Al Qaeda's new enemy -- Iraqis
U.S. efforts and terrorist atrocities are turning some against the group.
By Frederick W. Kagan
FREDERICK W. KAGAN is a resident scholar at the American Enterprise Institute and the author of "Finding the Target: The Transformation of the American Military."
June 10, 2007
LAST MONTH, the Associated Press reported that residents of Amariya, one of the bastions of Al Qaeda control in Baghdad, turned on the terrorists and, with U.S. help, killed their leader and many of his followers. The fight is emblematic of a larger trend in Iraq.
The Iraqi government has long declared its determination to root out terrorists in the country, and its security forces have been fighting Al Qaeda for months. But now, ordinary Iraqis, most significantly Sunni Arabs in Al Anbar province (until now the chief supporters of the terrorists), are putting their lives on the line against Al Qaeda as well.

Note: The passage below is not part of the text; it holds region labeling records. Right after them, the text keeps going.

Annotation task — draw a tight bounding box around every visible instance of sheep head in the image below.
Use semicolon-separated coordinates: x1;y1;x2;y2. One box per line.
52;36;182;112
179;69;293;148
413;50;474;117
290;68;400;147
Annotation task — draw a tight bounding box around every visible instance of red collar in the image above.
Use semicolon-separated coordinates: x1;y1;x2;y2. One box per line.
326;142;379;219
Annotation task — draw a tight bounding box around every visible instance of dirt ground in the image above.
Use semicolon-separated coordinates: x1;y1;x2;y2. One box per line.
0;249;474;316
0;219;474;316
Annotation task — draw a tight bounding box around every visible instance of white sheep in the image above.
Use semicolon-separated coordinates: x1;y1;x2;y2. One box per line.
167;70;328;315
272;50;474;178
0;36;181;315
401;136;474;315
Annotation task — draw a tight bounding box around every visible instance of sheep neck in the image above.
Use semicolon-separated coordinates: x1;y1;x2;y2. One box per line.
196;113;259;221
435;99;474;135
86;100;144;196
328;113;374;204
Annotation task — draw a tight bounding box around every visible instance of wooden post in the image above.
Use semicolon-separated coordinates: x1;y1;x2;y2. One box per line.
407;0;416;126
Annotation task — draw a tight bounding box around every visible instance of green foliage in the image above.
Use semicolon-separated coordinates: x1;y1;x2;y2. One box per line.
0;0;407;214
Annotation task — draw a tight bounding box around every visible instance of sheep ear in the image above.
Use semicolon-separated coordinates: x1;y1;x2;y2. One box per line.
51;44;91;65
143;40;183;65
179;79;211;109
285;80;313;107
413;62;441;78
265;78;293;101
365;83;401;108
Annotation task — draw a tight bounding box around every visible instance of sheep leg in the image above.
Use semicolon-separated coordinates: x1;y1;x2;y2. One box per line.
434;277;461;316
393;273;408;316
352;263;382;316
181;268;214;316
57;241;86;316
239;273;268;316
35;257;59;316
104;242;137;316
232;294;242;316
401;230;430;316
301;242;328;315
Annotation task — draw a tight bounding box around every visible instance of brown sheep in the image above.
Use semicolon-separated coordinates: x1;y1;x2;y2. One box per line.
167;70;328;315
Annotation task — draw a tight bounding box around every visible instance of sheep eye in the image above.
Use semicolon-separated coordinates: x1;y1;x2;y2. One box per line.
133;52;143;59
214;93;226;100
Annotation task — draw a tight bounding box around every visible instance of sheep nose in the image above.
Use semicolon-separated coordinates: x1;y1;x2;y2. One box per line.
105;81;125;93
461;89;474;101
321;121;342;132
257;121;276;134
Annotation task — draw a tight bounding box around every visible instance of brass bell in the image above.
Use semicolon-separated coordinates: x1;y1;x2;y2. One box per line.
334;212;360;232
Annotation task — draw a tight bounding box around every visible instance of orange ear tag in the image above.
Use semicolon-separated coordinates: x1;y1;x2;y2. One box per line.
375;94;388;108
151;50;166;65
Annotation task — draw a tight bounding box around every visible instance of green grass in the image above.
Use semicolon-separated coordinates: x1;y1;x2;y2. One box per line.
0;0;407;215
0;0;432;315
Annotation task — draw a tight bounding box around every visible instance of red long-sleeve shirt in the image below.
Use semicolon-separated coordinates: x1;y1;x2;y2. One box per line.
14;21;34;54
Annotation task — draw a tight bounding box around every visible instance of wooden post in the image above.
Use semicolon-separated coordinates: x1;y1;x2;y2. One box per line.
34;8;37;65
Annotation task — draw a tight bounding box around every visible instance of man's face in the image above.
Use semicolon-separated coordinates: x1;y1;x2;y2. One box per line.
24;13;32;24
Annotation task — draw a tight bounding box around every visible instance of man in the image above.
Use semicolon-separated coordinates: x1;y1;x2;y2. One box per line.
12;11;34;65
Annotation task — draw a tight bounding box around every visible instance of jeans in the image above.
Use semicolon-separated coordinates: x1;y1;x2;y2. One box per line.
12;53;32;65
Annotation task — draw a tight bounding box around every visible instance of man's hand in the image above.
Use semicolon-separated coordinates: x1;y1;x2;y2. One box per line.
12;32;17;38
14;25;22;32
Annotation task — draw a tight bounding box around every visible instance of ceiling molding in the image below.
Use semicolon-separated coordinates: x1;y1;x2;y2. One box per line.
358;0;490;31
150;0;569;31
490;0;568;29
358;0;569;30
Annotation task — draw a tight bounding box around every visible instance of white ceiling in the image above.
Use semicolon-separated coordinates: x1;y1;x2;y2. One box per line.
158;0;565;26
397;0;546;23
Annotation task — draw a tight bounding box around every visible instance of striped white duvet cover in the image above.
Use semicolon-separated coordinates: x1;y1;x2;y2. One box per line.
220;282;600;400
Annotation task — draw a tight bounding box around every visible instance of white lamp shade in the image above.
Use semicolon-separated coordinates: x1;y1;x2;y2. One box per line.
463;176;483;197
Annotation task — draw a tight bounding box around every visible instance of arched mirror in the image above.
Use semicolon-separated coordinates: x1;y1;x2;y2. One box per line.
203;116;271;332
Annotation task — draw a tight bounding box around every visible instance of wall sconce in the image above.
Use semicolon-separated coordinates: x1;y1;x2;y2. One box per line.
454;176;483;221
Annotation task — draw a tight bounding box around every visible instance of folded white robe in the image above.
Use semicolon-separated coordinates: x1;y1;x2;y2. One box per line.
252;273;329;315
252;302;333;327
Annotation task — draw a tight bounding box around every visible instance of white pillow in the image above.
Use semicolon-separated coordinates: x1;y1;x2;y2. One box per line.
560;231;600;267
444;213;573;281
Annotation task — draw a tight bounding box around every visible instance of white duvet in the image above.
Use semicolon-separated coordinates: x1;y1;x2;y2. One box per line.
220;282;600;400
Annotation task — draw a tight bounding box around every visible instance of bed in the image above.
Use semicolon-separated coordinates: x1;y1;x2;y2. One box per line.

The story of the "Anbar Awakening" — the uniting of the province's Sunni Arab tribes against Al Qaeda — is relatively well known. In mid-2006, a Marine intelligence officer in Al Anbar declared the situation hopeless and the province irretrievably lost. The Iraqi government was unable to recruit Anbaris into the local or national police or into the Iraqi army. But later that year, a combination of Al Qaeda atrocities and skillful counterinsurgency techniques by U.S. forces convinced Sunni tribal leaders that enough was enough.
Today, more than 12,500 Anbari recruits, the overwhelming majority of them Sunnis, are fighting or preparing to fight Al Qaeda despite ferocious counterattacks by the terrorists against them and their families. Tribal leaders are negotiating with the Iraqi government to rebuild their war-torn province. Violence in the provincial capital has dropped precipitately, from 108 deaths a week in mid-February to seven in the second week of May. Al Anbar has gone from hopeless to a beacon of hope and a signal of the turn of Iraq's Sunnis against their erstwhile terrorist allies.